Zadeh, L.A. (1965). "Fuzzy sets". Information and Control. 8 (3): 338–353. doi:10.1016/s0019-9958(65)90241-x.
The 1965 paper by the inventor of Fuzzy Logic, fundamental to complex nonlinear controllers. Eventually had a pizza with him in a restaurant behind Imperial College. Great guy!

Laverda Jota Owners Manual
Came with my favourite ever motorcycle

Einstein, Special and General Relativity.
He makes it all obvious, without CGI

Lonely Planet Guide to Home Kong
Favourite city after Sheffield!
 Shani 05 Oct 2016
In reply to paul_in_cumbria:
Anyone who works in IT should read "Mythical Man Month"!

Anyone reaching medication age should read "Testing Treatments".
Post edited at 22:38
 StuLade 05 Oct 2016
In reply to The Ice Doctor:

A couple have been recommended already but with good reason and a few more personal choices;

Guns, Germs & Steel - Jared Diamond
Thinking, Fast and Slow - Daniel Kahneman
Bounce: The Myth of Talent and the Power of Practice - Matthew Syed (I read this after Outliers and found Bounce more cohesive in it's arguments and more encouraging)
No Logo - Naomi Klein (very formative for my 15 year old self)
Into the Wild - Jon Kraukauer (another formative book)
 D.mcgaughay 05 Oct 2016
In reply to The Ice Doctor:

"Conquest of happiness" by Bernard Shaw (more philosophical than self help). Albert Camus "Rebel" and George Orwell's essay "The Lion and the Unicorn" possibly one of the greatest essays ever written about the British. "Political Animal" by Jeremy Paxman. "The return of the depression economics" by Paul Krugman.
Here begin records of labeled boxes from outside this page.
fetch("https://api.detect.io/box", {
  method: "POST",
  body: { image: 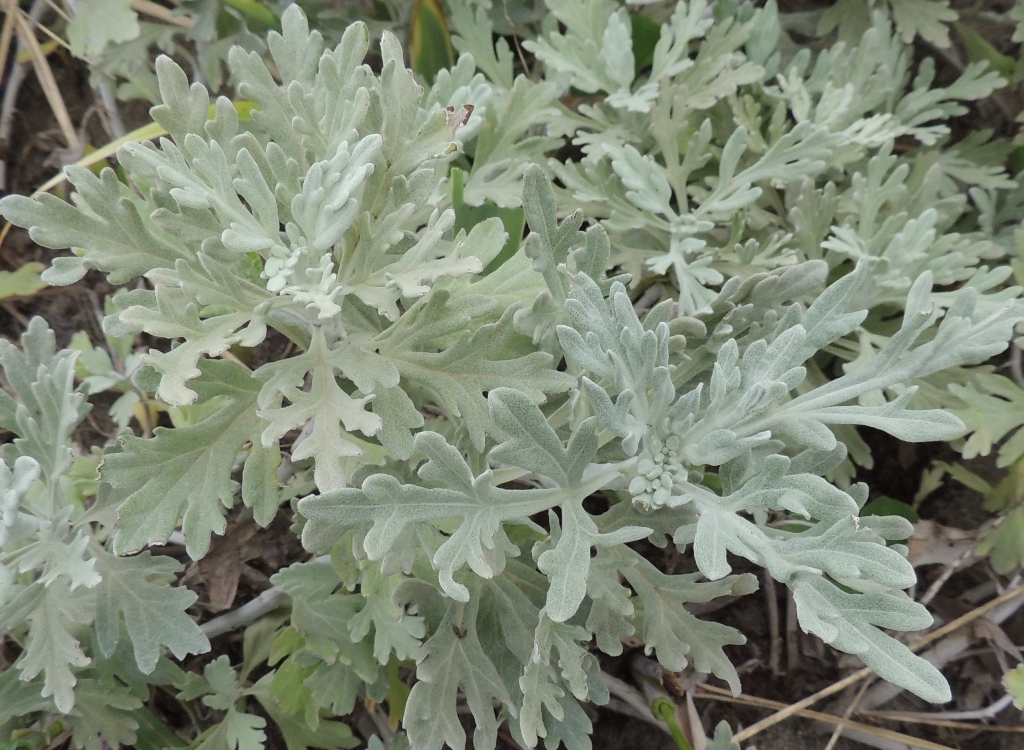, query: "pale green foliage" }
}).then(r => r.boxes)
[0,0,1024,750]
[0,319,209,725]
[68,0,139,57]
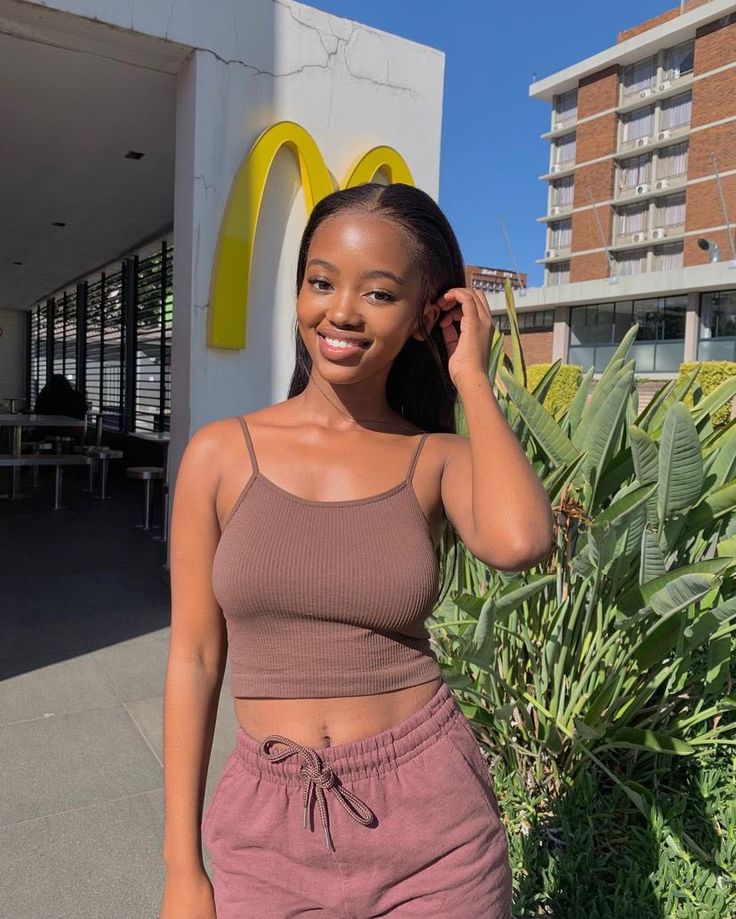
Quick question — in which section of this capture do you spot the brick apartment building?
[489,0,736,379]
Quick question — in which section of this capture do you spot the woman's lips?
[317,332,370,360]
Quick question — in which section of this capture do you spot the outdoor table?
[0,414,87,498]
[130,431,171,542]
[0,396,26,414]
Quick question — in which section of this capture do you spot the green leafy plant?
[430,285,736,828]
Pretty political and philosophical list really!
 balmybaldwin 06 Oct 2016
In reply to paul_in_cumbria:


> Lonely Planet Guide to Home Kong

> Favourite city after Sheffield!

Freudian slip?
 balmybaldwin 06 Oct 2016
In reply to The Ice Doctor:


The Naked Ape: A Zoologist's Study of the Human Animal
Desmond Morris
abseil 06 Oct 2016
In reply to planetmarshall:

> I found the ending to be a revelation.

That's the Gospel truth. And the Genesis of my thinking.
 Siward 06 Oct 2016
In reply to abseil:

A few more:

The last grain race- Eric Newby
Nathaniel's Nutmeg- interesting yarn about the spice trade; the Dutch were quite, competitive, shall we say
In the Heart of the Sea- shipwreck and thirst
Cod

Is Zen and the art of... a novel?
 planetmarshall 06 Oct 2016
In reply to paul_in_cumbria:

> Koza, J.R. (1992). Genetic Programming: On the Programming of Computers by Means of Natural Selection, MIT Press. ISBN 0-262-11170-5

That's a bit niche, but weirdly was the basis of my Masters. I'd be interested to know, aside from you and I, if any other UKC users have read this book.

> That's a bit niche, but weirdly was the basis of my Masters. I'd be interested to know, aside from you and I, if any other UKC users have read this book.

Actually, I've the whole series of Koza's GP books on my bookshelf in my office, Goldberg's Genetic Algorithms, Simulated Annealing, Ant Colony Optimisation etc....
I dabble as part of my day job

would like to know if anyone else had read Koza too
 Clarence 07 Oct 2016
In reply to The Ice Doctor:

The Men Who Stare at Goats, Jon Ronson - hilarious and scary at the same time.
The Biggest Secret, Davis Icke - ok maybe a little fictional in parts
Angry White Pyjamas, Robert Twigger - one of the most down to earth martial arts memoirs.
Parallel Lives, Plutarch - some of the best biographies of the heroes of the republic, Camillus is a particular favourite.
Epigrams, Martial - The Cyril Fletcher of Imperial Rome.
 HansStuttgart 07 Oct 2016
In reply to The Ice Doctor:

The story of art. E.H. Gombrich

 davidroche 07 Oct 2016
In reply to planetmarshall:

Apocalyptic
 coombsy 07 Oct 2016
In reply to The Ice Doctor:

The Don Camillo Omnibus
 Clarence 08 Oct 2016
In reply to coombsy:

> The Don Camillo Omnibus

I loved the radio series with Alun Armstrong as Don Camillo, must have a look out for the books.